By Ahmed Tolba
Egypt’s natural gas holding company EGAS has begun planning a series of meetings to be held with businessmen and members of industry to help identify appropriate ways to determine natural gas prices for high consumption factories, in particular those producing steel, iron and cement.
An official within EGAS clarified that these meetings came as part of an attempt to help reassure members of Egypt’s industrial community about the sound nature of new measures being used to determine natural gas prices. He added that the company: “Would soon agree to private sector’s demands to import more natural gas and sell it on the Egyptian market by 13 January, as part of a set of conditions for a new round of bidding stipulated by EGAS late last year.
The source further went on to say that the finalisation of all private sector demands and eventual awarding of contracts would be concluded within the next month, in concurrence with the establishment of the country’s first national agency tasked with selling, distributing and setting prices for natural gas in Egypt.
The distribution of all imported natural gas is set to begin next May, at an expected rate of anywhere between 1,500 and 2,000 cubic feet per day.
The official added that these meetings would also seek to address confusion regarding contracts already signed between factory owners and EGAS. Many of these contracts stipulate that high consumption factories are set to receive natural gas at $4 per million BTU, a price far lower than both the world average and expected price of newly imported gas. He emphasised the need to quickly reach a solution in order to prevent the existence of more than one market price for natural gas.
The source said: “Any agreement would require a gradual increase in the price of natural gas for contracts made between EGAS and Egyptian factories, in order to match current import price levels. These prices would serve as the standard for Egypt’s new national agency tasked with selling and distributing natural gas.

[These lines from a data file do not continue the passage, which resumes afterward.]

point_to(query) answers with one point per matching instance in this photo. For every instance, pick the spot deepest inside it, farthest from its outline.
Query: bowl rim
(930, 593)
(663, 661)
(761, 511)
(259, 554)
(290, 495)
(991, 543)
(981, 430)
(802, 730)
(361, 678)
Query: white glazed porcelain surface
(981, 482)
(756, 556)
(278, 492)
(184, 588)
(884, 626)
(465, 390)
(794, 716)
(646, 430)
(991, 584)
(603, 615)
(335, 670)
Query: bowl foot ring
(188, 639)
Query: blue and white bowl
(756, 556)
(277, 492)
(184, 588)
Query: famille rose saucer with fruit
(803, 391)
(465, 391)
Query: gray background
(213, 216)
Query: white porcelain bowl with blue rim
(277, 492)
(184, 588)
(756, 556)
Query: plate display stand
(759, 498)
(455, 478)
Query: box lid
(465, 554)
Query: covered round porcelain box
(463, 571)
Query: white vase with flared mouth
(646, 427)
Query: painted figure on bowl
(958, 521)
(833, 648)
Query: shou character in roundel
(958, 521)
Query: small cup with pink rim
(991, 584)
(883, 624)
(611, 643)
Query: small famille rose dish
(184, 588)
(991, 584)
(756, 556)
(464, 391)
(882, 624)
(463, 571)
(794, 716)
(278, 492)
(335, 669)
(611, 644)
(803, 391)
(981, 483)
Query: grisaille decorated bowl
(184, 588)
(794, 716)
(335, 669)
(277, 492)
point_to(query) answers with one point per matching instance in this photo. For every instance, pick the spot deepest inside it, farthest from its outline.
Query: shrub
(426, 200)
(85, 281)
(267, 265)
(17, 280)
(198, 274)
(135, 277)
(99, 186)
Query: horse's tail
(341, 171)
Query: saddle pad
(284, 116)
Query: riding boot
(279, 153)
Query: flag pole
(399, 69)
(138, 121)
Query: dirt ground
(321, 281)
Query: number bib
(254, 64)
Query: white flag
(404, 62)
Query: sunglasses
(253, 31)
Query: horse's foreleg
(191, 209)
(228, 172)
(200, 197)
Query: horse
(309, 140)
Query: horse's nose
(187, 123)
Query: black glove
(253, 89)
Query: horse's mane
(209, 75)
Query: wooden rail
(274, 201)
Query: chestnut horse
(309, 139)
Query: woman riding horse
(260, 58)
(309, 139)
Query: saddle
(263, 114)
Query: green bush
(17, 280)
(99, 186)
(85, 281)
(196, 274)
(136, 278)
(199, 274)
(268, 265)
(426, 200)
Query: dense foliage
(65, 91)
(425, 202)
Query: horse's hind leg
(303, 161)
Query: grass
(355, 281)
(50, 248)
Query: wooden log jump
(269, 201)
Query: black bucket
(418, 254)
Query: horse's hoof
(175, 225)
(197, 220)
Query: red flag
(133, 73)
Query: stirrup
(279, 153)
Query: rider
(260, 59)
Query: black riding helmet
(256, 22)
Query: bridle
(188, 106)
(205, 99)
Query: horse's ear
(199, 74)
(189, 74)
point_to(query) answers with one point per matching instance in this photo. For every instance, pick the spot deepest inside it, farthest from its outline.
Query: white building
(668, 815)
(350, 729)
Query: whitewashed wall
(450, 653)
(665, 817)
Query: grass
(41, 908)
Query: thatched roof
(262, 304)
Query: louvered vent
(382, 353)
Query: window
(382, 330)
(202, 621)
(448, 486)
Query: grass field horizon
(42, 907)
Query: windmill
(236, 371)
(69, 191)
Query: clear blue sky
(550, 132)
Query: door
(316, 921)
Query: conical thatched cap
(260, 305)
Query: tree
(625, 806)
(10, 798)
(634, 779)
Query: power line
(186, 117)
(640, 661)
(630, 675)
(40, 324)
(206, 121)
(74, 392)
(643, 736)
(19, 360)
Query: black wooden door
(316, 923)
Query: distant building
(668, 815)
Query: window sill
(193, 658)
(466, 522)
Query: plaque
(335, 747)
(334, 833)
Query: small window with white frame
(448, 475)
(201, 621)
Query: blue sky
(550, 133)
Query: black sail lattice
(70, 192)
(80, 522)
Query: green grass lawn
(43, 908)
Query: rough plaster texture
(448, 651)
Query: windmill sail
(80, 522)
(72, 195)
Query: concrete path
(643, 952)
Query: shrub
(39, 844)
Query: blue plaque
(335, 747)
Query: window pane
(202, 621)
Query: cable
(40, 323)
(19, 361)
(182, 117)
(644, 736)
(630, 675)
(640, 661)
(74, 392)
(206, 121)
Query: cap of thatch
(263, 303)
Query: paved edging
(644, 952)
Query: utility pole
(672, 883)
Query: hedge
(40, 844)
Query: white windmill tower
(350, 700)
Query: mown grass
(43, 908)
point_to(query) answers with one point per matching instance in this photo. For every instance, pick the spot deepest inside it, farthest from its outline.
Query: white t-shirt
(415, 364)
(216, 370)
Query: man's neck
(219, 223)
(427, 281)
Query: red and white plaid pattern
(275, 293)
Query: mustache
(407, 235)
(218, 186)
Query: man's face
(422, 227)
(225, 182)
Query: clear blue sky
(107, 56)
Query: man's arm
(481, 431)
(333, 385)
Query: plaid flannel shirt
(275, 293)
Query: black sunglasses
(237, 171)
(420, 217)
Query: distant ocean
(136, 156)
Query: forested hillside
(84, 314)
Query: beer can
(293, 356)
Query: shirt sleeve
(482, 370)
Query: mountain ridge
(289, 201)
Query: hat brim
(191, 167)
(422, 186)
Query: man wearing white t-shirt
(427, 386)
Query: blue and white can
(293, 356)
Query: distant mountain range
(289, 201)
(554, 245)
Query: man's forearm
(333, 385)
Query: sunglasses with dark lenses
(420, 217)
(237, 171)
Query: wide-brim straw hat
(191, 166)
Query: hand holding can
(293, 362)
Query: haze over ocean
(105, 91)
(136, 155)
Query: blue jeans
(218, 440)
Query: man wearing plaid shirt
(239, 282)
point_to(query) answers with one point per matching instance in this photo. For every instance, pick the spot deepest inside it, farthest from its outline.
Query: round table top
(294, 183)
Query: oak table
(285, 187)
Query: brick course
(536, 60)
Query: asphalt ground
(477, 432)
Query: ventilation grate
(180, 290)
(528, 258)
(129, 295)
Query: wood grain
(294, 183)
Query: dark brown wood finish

Gas prices for steel, iron and cement factories are expected to rise to $6 per million BTU, and are to be implemented with the onset of the distribution of newly imported natural gas. The fluctuation of gas prices for other factories is set to begin during the period in which new rates are determined during meetings between factory owners and EGAS. State owned electrical stations, in addition to natural gas allotted for use in cars and homes, will be exempt from future price increases as they come in concurrence with government plans to restructure its subsidies programme. The restructuring of the programme seeks to better direct subsidies only to those industries that truly need them.